Una vez más quedé atrapado por el tráfico de la Ciudad de México precisamente en esa

esquina chocarrera que a un extremo tiene la efigie de Luis Donaldo Colosio y al otro, un

malogrado y grosero santuario erigido sin derecho ni consideración a las víctimas de

violencia en los años recientes.

 

Agravada la esquina de marras con propaganda de quienes muy sonrientes solicitan un voto

para hacer lo que mejor hacen e impedir que lo hagan los demás competidores en su

detrimento. De todos los colores, descalificando al adversario que, para mayores señas,

hace muy poco tiempo seguramente era ensalzado como parte del otro grupo al que hoy ya

no pertenece pero quizá pertenecerá para la siguiente elección.

 

Allí atrapado y sin salida, en esa comunidad sui generis que nos ubica con esos atascos

automovilísticos, en ciertos momentos del día, muy juntos con otros conciudadanos cuya

humanidad está tan solo a dos palmos de terreno entre un espejo retrovisor y otro, pero

atrincherados con nuestras corazas de acero que nos aíslan de los demás para siempre.

 

Allí estaba, decía, y con la radio, los periódicos y las redes sociales a toda leche reportando

desde Altamira.

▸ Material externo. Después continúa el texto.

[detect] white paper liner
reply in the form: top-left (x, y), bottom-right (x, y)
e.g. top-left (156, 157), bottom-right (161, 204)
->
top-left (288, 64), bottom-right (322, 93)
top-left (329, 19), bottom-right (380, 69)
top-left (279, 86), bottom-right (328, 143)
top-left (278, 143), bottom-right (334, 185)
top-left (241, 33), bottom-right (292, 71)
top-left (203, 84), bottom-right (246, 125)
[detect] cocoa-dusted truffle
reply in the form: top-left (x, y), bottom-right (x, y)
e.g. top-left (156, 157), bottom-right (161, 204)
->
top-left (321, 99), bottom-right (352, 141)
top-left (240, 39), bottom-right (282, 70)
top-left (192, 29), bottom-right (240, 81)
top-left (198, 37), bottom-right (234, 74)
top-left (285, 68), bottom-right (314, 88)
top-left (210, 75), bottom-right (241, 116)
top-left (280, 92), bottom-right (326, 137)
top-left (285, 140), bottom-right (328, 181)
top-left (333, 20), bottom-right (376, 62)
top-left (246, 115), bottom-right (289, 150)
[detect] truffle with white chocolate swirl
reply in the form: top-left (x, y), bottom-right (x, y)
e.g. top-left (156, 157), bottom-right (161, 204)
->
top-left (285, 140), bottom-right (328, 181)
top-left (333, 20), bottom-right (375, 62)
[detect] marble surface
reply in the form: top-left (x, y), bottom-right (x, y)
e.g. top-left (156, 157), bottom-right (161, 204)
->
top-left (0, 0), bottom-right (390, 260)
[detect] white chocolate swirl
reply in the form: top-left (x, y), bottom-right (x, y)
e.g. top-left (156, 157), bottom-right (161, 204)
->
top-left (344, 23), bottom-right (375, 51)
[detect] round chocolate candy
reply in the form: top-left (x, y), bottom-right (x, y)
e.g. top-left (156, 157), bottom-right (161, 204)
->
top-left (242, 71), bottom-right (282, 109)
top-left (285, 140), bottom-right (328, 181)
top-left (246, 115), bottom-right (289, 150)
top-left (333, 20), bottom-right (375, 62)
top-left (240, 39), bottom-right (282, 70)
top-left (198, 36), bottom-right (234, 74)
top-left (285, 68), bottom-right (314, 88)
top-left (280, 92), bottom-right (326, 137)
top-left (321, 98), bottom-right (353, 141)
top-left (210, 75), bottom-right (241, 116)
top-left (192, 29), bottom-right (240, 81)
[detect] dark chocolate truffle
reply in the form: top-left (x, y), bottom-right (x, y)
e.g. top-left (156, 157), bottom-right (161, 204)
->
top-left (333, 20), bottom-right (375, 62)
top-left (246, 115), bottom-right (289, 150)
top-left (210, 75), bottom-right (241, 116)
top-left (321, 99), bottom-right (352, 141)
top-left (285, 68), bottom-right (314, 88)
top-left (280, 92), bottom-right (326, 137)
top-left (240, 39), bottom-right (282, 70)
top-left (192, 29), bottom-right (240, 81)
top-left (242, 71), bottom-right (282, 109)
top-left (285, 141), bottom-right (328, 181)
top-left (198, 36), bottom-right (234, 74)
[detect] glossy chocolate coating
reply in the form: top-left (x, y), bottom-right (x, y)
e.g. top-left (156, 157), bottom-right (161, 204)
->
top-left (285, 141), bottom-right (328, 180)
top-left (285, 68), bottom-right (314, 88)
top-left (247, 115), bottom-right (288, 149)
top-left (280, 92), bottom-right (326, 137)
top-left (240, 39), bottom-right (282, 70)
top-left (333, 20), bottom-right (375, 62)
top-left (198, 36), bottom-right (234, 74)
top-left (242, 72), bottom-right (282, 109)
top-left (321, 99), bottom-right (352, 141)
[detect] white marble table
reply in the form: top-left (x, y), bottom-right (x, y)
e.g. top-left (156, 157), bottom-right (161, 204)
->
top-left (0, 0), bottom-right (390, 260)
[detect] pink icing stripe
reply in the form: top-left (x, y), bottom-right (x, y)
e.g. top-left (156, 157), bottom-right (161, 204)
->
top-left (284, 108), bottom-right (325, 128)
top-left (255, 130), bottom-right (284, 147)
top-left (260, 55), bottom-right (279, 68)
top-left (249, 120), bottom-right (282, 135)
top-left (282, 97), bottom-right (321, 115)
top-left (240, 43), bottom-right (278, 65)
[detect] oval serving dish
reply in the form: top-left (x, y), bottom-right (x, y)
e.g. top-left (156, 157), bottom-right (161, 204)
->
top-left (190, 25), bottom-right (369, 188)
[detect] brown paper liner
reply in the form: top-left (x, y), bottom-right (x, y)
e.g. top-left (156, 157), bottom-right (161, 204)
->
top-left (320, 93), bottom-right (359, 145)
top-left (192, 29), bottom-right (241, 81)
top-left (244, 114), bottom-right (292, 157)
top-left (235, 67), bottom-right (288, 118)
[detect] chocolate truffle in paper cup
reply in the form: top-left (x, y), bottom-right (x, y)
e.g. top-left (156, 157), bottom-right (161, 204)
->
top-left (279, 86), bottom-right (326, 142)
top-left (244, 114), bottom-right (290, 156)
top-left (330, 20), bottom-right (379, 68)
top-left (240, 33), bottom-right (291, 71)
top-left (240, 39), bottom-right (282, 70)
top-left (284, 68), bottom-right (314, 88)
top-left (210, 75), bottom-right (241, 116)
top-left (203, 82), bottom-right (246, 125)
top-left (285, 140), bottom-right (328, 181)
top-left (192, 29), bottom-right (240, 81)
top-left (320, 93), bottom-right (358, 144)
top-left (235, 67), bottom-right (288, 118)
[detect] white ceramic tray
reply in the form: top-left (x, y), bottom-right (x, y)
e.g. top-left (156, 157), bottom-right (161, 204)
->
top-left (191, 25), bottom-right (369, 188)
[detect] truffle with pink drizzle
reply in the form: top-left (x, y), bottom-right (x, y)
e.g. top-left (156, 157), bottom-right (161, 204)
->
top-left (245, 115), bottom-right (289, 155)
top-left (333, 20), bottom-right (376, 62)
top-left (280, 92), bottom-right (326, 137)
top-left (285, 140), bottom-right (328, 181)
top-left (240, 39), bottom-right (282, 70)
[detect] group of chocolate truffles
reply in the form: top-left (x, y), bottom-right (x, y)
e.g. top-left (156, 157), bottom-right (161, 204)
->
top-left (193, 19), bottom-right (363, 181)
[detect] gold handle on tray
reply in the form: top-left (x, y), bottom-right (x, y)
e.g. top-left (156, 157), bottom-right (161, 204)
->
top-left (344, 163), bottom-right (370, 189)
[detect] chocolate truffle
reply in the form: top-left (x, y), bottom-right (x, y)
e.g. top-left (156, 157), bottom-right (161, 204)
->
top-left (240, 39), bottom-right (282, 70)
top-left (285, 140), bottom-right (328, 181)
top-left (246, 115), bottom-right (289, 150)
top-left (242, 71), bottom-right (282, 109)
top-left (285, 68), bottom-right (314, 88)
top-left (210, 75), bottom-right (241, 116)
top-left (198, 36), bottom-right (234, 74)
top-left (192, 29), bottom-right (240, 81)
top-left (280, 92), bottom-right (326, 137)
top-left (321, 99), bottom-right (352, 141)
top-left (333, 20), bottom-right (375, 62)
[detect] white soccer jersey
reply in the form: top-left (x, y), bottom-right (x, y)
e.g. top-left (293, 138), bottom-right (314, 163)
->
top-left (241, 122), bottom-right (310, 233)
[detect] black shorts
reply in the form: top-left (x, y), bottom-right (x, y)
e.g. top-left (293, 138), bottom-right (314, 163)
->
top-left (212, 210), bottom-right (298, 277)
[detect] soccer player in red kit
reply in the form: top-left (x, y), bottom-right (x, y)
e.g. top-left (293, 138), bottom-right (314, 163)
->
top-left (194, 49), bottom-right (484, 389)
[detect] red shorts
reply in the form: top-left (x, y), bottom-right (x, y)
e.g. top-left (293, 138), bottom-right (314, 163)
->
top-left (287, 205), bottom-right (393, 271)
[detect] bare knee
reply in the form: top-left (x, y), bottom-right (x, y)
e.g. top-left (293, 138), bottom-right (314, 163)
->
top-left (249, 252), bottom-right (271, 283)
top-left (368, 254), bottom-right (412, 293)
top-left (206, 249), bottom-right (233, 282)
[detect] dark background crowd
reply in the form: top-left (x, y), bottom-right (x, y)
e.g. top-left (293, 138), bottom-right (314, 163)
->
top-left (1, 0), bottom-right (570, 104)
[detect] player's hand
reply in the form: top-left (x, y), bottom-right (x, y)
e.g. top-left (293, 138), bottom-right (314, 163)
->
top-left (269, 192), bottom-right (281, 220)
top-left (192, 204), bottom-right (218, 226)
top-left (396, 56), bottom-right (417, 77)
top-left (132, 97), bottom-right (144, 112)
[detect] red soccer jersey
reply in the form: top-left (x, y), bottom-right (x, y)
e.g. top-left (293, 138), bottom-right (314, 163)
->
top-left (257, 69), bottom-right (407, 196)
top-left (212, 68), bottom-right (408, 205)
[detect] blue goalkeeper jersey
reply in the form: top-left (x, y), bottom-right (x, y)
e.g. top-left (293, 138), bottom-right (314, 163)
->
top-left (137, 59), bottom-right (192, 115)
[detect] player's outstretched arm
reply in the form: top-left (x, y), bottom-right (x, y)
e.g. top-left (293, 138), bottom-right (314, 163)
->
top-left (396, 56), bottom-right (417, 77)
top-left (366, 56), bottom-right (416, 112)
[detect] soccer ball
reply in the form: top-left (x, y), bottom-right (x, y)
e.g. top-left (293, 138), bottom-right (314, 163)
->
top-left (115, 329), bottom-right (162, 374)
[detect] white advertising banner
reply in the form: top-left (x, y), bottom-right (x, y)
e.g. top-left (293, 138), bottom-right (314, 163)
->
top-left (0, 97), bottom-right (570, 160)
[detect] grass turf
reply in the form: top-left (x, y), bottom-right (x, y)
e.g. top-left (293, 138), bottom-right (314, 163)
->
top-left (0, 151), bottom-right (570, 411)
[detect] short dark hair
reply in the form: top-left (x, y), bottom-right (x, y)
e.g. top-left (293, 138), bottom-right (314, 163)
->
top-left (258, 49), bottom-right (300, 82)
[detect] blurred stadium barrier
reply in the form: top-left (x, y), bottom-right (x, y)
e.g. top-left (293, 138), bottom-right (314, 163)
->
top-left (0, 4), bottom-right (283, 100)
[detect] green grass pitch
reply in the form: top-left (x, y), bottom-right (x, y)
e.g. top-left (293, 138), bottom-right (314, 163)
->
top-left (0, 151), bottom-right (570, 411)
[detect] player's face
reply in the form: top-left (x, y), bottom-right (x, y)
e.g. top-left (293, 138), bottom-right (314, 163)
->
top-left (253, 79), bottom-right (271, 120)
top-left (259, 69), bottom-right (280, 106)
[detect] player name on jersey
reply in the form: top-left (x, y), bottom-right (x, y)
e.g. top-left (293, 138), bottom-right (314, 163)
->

La balcanización, la colombianización, la iranización… ¡Pero que

arrogantes somos! La mexicanización, digamos la verdad con sus letras, rediviva y en

glorioso tecnicolor, recordándonos que en eso nos hemos convertido desde hace lustros y

lustros, desde que los grupos que se disputan el control de nuestro país decidieron salir a las

calles a ajustar sus cuentas, a pasar físicamente sobre los terrícolas de por acá, a reclutar a

niños para hacer el trabajo sucio -asqueroso- que su perversidad es capaz de desarrollar.

 

Allí estaba ante dos símbolos ignominiosos que cronológicamente marcan dos o hasta tres

generaciones de mexicanos que nos hemos ya hecho a la idea de vivir en presencia de la

sangre, el asesinato cobarde, el arrebato hostil y bélico; la metralla en el costado de mamá y

las venganzas callejeras de las pandillas auspician esta fábrica macabra de viudas,

huérfanos y padres en pena deambulando para encontrar los restos mortales de sus

vástagos.

 

Mexicanización. Y aunque no les guste a los más exquisitos defensores de una ficticia

buena reputación nacional de paz que hace muchos años desapareció, aunque lo utilicen de

discurso soberano quienes degradan impune y soberanamente nuestra esencia más pura en

discursos banqueteros, aunque encabrite a los senadores, diputados y candidatos diversos

que muestran su rechazo al concepto a bordo de vehículos blindados y sin una tumba vacía

que llorar. Aun así.

 

El hombre es un animal de costumbres, repetía el gran Jorge Zamora a manera de resumen

recurrente para explicar la capacidad de los seres humanos para adaptarnos al entorno. La

costumbre se nos está haciendo tener luto permanente por aquí: las muertas de Juárez,

Acteal, Aguas Blancas, Ayotzinapa, Apatzingán, Veracruz, Torreón, Altamira y todo

Tamaulipas… Víctimas en forma de cardenales, maestros, diputados, alcaldes, transeúntes,

candidatos presidenciales, amas de casa, estudiantes, legisladores… Yo no me quiero

acostumbrar así. ¿y tú?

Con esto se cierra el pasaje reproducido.